На одном конце стола во главе сидела графиня. Справа Марья Дмитриевна, слева Анна Михайловна и другие гостьи. На другом конце сидел граф, слева гусарский полковник, справа Шиншин и другие гости мужского пола. С одной стороны длинного стола молодежь постарше: Вера рядом с Бергом, Пьер рядом с Борисом; с другой стороны – дети, гувернеры и гувернантки. Граф из за хрусталя, бутылок и ваз с фруктами поглядывал на жену и ее высокий чепец с голубыми лентами и усердно подливал вина своим соседям, не забывая и себя. Графиня так же, из за ананасов, не забывая обязанности хозяйки, кидала значительные взгляды на мужа, которого лысина и лицо, казалось ей, своею краснотой резче отличались от седых волос. На дамском конце шло равномерное лепетанье; на мужском всё громче и громче слышались голоса, особенно гусарского полковника, который так много ел и пил, всё более и более краснея, что граф уже ставил его в пример другим гостям. Берг с нежной улыбкой говорил с Верой о том, что любовь есть чувство не земное, а небесное. Борис называл новому своему приятелю Пьеру бывших за столом гостей и переглядывался с Наташей, сидевшей против него. Пьер мало говорил, оглядывал новые лица и много ел. Начиная от двух супов, из которых он выбрал a la tortue, [черепаховый,] и кулебяки и до рябчиков он не пропускал ни одного блюда и ни одного вина, которое дворецкий в завернутой салфеткою бутылке таинственно высовывал из за плеча соседа, приговаривая или «дрей мадера», или «венгерское», или «рейнвейн». Он подставлял первую попавшуюся из четырех хрустальных, с вензелем графа, рюмок, стоявших перед каждым прибором, и пил с удовольствием, всё с более и более приятным видом поглядывая на гостей. Наташа, сидевшая против него, глядела на Бориса, как глядят девочки тринадцати лет на мальчика, с которым они в первый раз только что поцеловались и в которого они влюблены. Этот самый взгляд ее иногда обращался на Пьера, и ему под взглядом этой смешной, оживленной девочки хотелось смеяться самому, не зная чему.

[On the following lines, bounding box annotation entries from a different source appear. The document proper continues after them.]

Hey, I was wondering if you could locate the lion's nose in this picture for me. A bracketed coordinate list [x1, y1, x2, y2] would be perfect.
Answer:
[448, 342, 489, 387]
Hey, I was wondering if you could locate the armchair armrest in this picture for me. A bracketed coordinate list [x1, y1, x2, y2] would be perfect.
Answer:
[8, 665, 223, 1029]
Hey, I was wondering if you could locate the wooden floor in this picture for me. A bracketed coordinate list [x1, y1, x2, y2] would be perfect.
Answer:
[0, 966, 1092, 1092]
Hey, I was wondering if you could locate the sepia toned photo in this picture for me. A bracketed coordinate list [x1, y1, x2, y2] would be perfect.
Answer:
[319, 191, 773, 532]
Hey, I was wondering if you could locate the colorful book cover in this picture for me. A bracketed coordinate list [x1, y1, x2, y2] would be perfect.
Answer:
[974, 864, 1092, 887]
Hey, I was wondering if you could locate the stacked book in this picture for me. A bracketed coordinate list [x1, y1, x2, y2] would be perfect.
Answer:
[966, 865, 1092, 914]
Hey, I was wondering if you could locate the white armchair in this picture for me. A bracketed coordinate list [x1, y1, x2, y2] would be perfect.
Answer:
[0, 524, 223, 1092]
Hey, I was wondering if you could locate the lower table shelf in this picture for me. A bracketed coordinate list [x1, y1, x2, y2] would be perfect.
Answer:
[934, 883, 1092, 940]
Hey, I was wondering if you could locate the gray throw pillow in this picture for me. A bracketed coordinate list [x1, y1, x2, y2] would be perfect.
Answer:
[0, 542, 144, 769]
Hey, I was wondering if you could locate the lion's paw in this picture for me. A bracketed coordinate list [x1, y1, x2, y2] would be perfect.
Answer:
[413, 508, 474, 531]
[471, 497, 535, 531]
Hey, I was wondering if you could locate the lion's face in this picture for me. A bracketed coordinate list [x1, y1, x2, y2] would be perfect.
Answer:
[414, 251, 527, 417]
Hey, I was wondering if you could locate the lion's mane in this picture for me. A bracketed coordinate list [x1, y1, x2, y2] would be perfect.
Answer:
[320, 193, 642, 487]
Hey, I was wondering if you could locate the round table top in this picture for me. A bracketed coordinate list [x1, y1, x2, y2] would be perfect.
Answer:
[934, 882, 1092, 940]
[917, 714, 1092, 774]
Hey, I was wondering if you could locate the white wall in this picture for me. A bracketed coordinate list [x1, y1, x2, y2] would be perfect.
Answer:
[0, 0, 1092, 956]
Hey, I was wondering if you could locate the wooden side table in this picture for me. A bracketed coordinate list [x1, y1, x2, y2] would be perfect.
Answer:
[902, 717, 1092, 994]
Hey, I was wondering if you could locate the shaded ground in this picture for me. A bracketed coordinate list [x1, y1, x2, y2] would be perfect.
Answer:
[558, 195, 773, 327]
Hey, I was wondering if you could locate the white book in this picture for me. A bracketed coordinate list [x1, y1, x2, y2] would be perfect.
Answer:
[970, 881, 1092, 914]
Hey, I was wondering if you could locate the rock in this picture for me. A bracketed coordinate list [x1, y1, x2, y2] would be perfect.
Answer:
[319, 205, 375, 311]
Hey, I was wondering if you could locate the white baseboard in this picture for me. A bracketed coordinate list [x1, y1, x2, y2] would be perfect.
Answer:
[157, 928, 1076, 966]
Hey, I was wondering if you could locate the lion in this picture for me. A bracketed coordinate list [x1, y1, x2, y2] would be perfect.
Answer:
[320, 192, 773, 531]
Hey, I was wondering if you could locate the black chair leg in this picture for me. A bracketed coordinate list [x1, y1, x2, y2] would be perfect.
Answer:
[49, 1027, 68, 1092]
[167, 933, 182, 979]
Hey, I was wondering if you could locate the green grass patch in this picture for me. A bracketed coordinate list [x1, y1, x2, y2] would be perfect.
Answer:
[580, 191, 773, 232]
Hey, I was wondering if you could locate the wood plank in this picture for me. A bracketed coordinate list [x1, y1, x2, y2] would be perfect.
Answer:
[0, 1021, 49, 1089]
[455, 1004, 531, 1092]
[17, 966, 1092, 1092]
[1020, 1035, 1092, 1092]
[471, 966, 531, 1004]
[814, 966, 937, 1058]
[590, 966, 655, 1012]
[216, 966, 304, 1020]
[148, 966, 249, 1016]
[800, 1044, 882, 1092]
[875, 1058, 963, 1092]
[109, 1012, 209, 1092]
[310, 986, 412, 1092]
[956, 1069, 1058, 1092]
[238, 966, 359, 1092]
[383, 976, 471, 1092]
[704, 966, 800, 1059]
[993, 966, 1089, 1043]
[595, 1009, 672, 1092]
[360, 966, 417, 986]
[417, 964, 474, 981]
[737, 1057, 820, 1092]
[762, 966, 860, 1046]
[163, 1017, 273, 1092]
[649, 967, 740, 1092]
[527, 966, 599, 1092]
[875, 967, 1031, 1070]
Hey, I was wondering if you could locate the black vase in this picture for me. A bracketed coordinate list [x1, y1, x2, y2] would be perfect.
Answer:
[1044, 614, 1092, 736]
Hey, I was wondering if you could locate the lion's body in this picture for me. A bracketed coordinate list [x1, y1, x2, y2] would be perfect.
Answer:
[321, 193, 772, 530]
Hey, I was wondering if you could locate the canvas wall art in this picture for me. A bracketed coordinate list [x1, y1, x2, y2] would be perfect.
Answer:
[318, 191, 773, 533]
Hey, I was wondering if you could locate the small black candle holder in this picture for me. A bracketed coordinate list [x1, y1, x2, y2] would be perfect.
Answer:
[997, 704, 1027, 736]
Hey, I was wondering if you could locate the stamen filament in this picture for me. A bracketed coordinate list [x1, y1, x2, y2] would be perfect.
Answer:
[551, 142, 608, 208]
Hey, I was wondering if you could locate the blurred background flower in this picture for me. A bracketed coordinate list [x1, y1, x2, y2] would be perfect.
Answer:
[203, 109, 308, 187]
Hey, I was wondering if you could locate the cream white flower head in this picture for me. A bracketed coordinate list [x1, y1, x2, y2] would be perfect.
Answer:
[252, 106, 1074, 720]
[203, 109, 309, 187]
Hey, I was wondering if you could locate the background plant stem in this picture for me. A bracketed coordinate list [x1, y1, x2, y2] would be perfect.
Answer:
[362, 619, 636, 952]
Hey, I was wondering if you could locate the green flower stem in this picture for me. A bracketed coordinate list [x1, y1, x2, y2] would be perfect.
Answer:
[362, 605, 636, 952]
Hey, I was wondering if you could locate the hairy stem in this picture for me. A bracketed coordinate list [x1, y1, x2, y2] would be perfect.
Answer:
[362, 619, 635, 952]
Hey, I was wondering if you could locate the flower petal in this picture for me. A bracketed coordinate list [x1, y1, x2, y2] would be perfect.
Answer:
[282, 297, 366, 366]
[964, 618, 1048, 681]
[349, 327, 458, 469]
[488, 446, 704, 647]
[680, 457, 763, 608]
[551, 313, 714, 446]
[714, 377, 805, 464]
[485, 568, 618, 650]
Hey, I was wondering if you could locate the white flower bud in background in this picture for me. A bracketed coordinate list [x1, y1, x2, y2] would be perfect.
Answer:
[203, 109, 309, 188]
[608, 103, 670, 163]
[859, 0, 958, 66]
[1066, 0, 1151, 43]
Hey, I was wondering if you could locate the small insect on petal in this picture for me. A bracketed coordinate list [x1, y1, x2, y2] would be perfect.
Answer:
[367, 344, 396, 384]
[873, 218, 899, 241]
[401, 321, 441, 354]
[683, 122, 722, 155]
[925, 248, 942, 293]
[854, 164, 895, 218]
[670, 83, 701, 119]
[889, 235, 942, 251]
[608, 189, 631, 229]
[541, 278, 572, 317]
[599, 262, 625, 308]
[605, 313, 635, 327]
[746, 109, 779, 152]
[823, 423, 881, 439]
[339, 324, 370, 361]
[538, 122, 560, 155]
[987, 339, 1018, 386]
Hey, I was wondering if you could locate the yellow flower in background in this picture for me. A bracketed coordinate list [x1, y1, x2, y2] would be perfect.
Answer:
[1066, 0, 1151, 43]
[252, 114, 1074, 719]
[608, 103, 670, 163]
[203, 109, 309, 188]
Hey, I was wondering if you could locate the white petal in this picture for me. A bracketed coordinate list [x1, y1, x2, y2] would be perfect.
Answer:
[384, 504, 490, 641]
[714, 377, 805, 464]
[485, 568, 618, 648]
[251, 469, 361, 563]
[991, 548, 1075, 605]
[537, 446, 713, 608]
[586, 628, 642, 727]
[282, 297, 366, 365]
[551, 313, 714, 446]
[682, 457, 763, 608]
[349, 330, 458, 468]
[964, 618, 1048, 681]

Николай сидел далеко от Сони, подле Жюли Карагиной, и опять с той же невольной улыбкой что то говорил с ней. Соня улыбалась парадно, но, видимо, мучилась ревностью: то бледнела, то краснела и всеми силами прислушивалась к тому, что говорили между собою Николай и Жюли. Гувернантка беспокойно оглядывалась, как бы приготавливаясь к отпору, ежели бы кто вздумал обидеть детей. Гувернер немец старался запомнить вое роды кушаний, десертов и вин с тем, чтобы описать всё подробно в письме к домашним в Германию, и весьма обижался тем, что дворецкий, с завернутою в салфетку бутылкой, обносил его. Немец хмурился, старался показать вид, что он и не желал получить этого вина, но обижался потому, что никто не хотел понять, что вино нужно было ему не для того, чтобы утолить жажду, не из жадности, а из добросовестной любознательности.